Sunday, October 08, 2006

"Two Turntables and a Microphone" in Downtown LA: L.A. Weekly's Detour Music Festival


Last night Chrissy and I attended LA Weekly's 1st Annual Detour Music Festival in downtown L.A. Headliners Beck, Queens of the Stone Age and Basement Jaxx were accompanied by 15 other Myspace-favorite acts including OH! NO! OH! MY!, Blonde Redhead, !!!, The Like, Of Montreal and DJ sets by Kid Millionaire, VHS or Beta and Shepard Fairey (Complete lineup here).

I'm a fan of the musical medley you get from multi-billing festival lineups, but recent outings to Coachella, Weenie Roast, Acoustic Christmas etc have become a labyrith of stringent security don'ts, mainstream sponsorship booths, overpriced beer gardens and way too many people. Maybe because this was the first annual concert with a smaller turnout or the lineup just attracted a more mellow crowd, but everything about Detour (from easy & close-by $5 parking, short &/or no lines, friendly security peeps who let you stand on street signs and the like to get a better view) was relaxed and about the music-- just what good concerts are supposed to be like.

Saran Wrap Car and Glowing Seahorse Art Installations

Yes, there's still the lineup of booths, but alongside the questionably religious act of recruiting concert-goers--the Kabbalah Center; with a sign on their booth offering a free red Kabbalah string "just for signing up now!"--there were also non-run-of-the-mill booths hawking cool, non-concert related clothing such as $10 Indian silk dresses and skate/street label Royal Cheapskates as well as a booth highlighting the pro-tree planting charity, TreePeople (which received a portion of the proceeds from the concert.) You could also feed yourself between sets without spending the equivalent of a concert ticket (which was a very reasonable $35); affordable food stall choices included $3 pad thai, $4 fried artichoke hearts and $2 for delicious custard puffs from Beard Papa.

The festival started at 2pm, but we didn't get there until 7pm; just in time to catch Basement Jaxx's frenetically-happy set, eat a Beard Papa Cream Puff and find a good spot for Beck. His 1hr set was a condensed version of his show at the Wiltern which I saw a couple months ago (complete with the puppets, dancing bears and dinner party set up), but with loud and clear acoustics, a grand entrance with Loser transitioning into back-to-back songs covering his entire discography, new songs from his new album, The Information, a long encore and a 'Snakes on a Tour Bus' short featuring his puppet alter-egos, I thought this show was tighter and more energetic than his Wiltern show.

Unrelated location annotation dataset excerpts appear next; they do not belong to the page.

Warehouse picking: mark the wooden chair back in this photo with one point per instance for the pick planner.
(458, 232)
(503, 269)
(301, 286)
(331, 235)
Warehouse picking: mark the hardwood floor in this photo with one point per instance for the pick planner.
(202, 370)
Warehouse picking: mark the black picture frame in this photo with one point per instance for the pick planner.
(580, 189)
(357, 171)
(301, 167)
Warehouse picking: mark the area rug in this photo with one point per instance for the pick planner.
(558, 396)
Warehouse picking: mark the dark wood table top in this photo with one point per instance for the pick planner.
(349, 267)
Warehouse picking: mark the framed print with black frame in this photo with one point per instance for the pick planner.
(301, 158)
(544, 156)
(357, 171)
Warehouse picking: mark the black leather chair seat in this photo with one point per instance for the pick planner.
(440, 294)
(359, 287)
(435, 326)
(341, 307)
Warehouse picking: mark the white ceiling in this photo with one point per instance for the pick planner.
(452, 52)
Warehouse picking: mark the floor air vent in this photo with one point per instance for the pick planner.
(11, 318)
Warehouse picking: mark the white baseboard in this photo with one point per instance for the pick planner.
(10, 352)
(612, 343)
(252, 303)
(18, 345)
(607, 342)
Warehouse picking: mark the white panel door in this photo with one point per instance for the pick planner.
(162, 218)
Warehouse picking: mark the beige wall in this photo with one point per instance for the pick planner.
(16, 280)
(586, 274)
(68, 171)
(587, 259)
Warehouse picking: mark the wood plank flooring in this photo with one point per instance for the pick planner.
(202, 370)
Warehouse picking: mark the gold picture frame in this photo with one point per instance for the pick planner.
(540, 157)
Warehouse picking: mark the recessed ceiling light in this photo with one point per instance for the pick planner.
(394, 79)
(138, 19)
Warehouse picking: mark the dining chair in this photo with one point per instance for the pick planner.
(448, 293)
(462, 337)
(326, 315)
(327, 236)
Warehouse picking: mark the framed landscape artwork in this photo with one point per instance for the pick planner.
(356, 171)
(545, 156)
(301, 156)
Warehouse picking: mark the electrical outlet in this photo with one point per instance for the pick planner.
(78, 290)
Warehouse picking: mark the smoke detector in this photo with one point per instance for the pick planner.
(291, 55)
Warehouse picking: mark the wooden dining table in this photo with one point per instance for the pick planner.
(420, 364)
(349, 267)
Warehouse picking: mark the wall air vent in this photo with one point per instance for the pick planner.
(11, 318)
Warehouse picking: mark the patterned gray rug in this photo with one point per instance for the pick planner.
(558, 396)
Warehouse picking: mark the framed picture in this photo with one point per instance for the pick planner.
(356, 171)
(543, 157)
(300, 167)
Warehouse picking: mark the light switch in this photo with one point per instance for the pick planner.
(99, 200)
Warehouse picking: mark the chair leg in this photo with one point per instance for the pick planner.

Although we were only a couple blocks from Skid Row, with two outdoor stages flanking City Hall, another DJ stage inside an old church, art installations displayed outside the courtyard of the CalTrans Building and the Downtown LA skyline providing a twinkling backdrop to the concert venue, it was really cool to be able to enjoy a picturesque and bustling Downtown during night-time.